“Hi, this is Bertha. Sister Rose has fallen again and hurt herself. We’re taking some meals over to her. Pray for her.”
“Sure will, Bertha. Thank you for─”
Clink! The phone goes dead.
Of course she’s in a hurry, I say to myself with a chuckle. That’s Bertha for you. She tries to help so many people.
In my mind’s eye, I can readily see her headed down the road in her old blue Nissan truck delivering those meals. On another day, she is taking milk to a poor family. Or she is out in the field helping her husband and son harvest the crops, knowing the first fruits will go to the pastor. She will have it no other way.

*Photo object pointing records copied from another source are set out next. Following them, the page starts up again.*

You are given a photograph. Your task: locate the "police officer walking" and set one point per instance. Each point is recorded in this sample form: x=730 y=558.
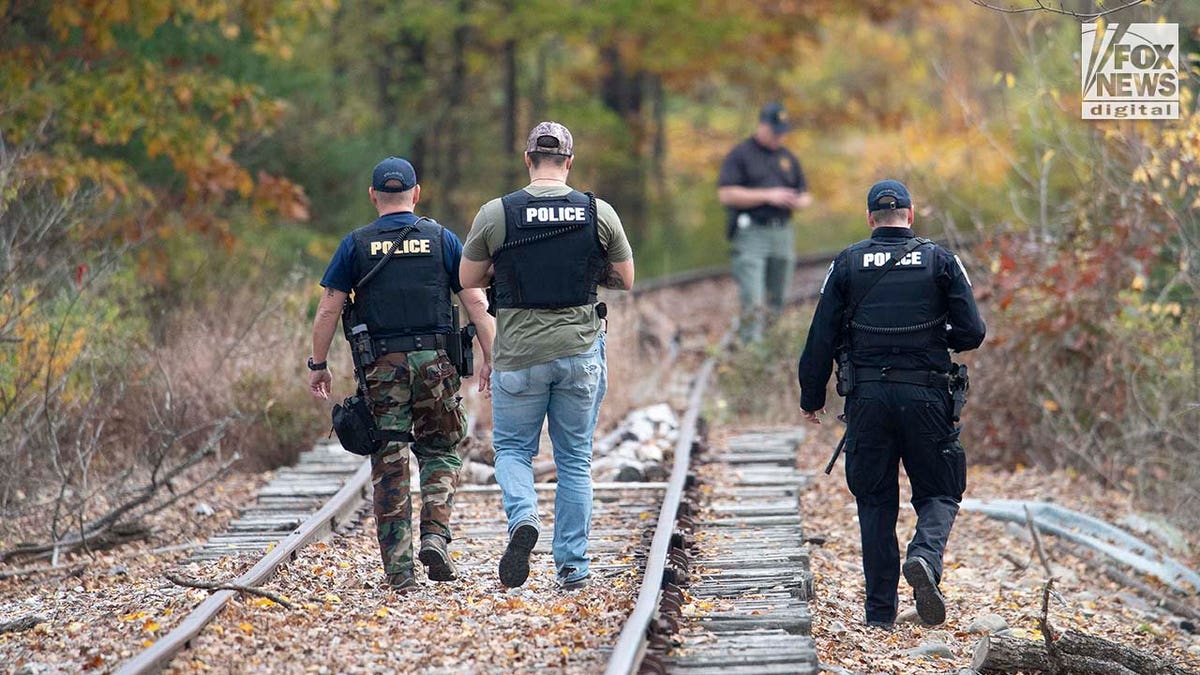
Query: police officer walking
x=412 y=383
x=550 y=248
x=891 y=308
x=761 y=183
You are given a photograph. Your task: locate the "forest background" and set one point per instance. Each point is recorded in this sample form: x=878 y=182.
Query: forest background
x=174 y=175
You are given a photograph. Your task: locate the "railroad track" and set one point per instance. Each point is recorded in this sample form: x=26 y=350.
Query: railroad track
x=715 y=554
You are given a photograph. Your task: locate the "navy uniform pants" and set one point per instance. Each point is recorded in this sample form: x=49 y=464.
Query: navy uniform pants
x=889 y=423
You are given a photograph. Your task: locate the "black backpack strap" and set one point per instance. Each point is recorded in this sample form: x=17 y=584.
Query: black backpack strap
x=895 y=258
x=395 y=246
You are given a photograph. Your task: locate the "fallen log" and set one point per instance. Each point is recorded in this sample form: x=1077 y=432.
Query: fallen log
x=1079 y=653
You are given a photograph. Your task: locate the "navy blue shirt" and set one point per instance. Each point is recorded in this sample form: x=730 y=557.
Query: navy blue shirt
x=340 y=274
x=750 y=165
x=966 y=327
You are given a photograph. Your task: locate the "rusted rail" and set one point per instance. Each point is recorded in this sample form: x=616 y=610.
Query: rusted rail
x=630 y=647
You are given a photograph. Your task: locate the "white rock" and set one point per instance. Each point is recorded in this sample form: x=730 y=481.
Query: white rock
x=660 y=413
x=931 y=650
x=641 y=429
x=628 y=449
x=987 y=623
x=649 y=453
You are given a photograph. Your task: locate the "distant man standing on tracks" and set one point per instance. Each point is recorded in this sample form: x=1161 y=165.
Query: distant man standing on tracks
x=412 y=383
x=891 y=308
x=761 y=184
x=546 y=248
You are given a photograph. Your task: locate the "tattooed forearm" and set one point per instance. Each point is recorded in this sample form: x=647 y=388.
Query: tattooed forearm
x=612 y=279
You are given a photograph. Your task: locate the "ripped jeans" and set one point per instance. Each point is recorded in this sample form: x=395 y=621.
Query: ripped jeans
x=567 y=390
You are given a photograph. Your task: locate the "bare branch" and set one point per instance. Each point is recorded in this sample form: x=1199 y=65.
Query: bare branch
x=1041 y=6
x=1037 y=543
x=220 y=586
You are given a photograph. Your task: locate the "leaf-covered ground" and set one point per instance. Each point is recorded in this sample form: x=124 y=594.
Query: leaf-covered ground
x=977 y=580
x=347 y=621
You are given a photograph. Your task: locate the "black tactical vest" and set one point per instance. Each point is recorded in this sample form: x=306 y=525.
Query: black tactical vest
x=411 y=294
x=905 y=312
x=551 y=256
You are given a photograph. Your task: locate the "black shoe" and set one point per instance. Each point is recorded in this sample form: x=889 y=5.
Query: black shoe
x=436 y=557
x=402 y=581
x=573 y=585
x=930 y=603
x=515 y=562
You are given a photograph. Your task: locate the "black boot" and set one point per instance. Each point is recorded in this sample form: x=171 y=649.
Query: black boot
x=930 y=603
x=515 y=562
x=436 y=557
x=402 y=581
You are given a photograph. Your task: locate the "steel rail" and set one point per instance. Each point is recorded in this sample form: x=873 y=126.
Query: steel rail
x=628 y=652
x=337 y=509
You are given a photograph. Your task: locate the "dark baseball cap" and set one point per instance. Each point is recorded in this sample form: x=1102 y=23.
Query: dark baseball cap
x=888 y=195
x=550 y=138
x=394 y=168
x=774 y=115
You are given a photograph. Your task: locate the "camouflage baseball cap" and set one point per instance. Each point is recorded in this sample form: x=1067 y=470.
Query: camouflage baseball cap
x=550 y=138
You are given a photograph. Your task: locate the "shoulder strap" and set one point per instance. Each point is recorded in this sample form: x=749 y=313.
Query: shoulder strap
x=395 y=246
x=895 y=258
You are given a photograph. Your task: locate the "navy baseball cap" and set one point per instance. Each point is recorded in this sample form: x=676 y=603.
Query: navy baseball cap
x=888 y=195
x=394 y=168
x=774 y=115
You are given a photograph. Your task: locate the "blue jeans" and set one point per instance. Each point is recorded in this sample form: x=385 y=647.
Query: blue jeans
x=568 y=390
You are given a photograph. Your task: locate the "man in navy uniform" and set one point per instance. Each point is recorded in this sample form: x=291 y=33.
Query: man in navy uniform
x=761 y=184
x=891 y=327
x=413 y=386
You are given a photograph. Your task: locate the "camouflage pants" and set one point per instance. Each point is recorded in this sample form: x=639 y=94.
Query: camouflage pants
x=414 y=390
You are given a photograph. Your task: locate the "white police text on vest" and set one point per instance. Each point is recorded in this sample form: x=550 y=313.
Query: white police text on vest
x=408 y=246
x=880 y=258
x=556 y=214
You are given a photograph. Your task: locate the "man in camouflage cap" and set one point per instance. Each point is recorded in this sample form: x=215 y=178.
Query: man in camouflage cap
x=547 y=248
x=412 y=384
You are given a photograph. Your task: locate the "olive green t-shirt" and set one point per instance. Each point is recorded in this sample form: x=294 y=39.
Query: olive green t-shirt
x=527 y=338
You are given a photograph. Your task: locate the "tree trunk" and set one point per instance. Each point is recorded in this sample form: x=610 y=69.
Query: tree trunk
x=509 y=147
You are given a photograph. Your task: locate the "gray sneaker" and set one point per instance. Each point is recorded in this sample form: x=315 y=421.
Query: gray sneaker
x=930 y=603
x=436 y=559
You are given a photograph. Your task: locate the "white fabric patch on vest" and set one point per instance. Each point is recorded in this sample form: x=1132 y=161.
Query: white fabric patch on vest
x=828 y=274
x=965 y=275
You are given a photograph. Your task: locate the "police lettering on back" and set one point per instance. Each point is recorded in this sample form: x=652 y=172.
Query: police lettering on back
x=407 y=248
x=880 y=258
x=556 y=214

At age 91, just a few months ago, Bertha left us to be with the Lord. Pictures showing her love for others are forever stored in an album in my memory. In addition to raising five children and rising above her own heartaches, she was occupied almost every day of her life helping someone in need.
Many of her family members and friends benefited from Bertha’s care. Even individuals she didn’t know well were often blessed by her efforts to help in some way.
“I only have a fourth-grade education,” she would often say.
“That doesn’t matter, Bertha,” I’d reply. “Look at all the good you do.”
Besides her capacity to care, Bertha delighted in making others laugh. Those of us who knew her well always felt happier after being in her presence.
A short time ago, I walked into Children’s Hospital in Knoxville, Tennessee, and noticed these words in large lettering on the right-hand wall: To have made even one person’s life a little better, that is to succeed.
In my memory’s picture album, just beneath this inspirational quote, I have written Bertha’s name; for at the end of the day, she had succeeded. She had simply loved.
What sacrifices so many people all over the world make in serving others! What love they manifest to show they care!
Not long ago, an elderly missionary named Eddie spoke at our church. We immediately noticed something amazingly visible about him: his whole demeanor radiated love.
As he spoke in a humble, unpresuming manner about the souls who had been won to Christ, I was one of many in the congregation who wept throughout the entire talk. Had he not mentioned a word about the compassion he felt for the people on that foreign field, we would have known it anyway. Love does not hide its face, and it certainly wasn’t hidden in Brother Eddie.
Such love was often displayed while I worked at the Church of God Home for Children in Sevierville, Tennessee. One scene in particular is ingrained in my memory: A strapping 15-year-old boy had just received the devastating news that he could not return home.
The pained expression on his face was more than his housemother, Carolyn, could stand. Someone once said, “The greater your capacity to love, the greater your capacity to feel the pain.” I have no doubt that this housemother felt this young man’s pain. Because he was taller than her, she reached up, put her hand on the back of his head, and gently pulled his head down to her shoulder.
“Go ahead and cry, Chris,” she said. “I will cry with you.”
Together they wept, and together they worked through the sorrow in the following weeks. A couple of years later, when Chris left our program, something was missing. There was no more pain on his face, but only a smile and gratitude that caring houseparents had simply loved him.
I’m reminded also of Clyde and his wife, Annie, who worked at the Home for Children for many years and in many capacities. Every week they tirelessly planned and joined in activities with the children, drove the school bus, managed the laundry room where all the sheets and boys’ jeans were laundered, chaperoned trips, and the list goes on.
In addition, they served as houseparents to several groups of boys. There seemed to be no end to the sacrifices they made, often working extra-long hours.
One day, a small, sad-faced, 5-year-old boy was placed with Clyde and Annie. The child had been badly abused and neglected, therefore creating bad behaviors. At night, sleep would not come─only nightmares. For months, these caring houseparents nurtured this little boy, feeling his deep-seated pain.
Many nights, Annie would lose sleep having to rock the boy to sleep. Eventually, everybody on the campus began to see improvement in the boy’s behavior. The first night he slept without a nightmare, the houseparents were overjoyed. This breakthrough came because two people so loved that they went beyond the norm to help heal a boy from a life of heartache. Today, this boy has grown into a well-adjusted, responsible young man.
Job declared, “I rescued the poor who cried out for help, and the orphan who had no one to assist him; the blessing of the dying man descended on me, and I made the widow’s heart rejoice” (Job 29:12-13 NET). Do not these words befit the selfless missionaries, compassionate houseparents, and servant-hearted “Berthas” of our world? Does it matter that they are ordinary people like you and me? I think not.
At the end of the day, to have loved until you felt another person’s pain, until someone knew how much you cared . . . that’s what really matters.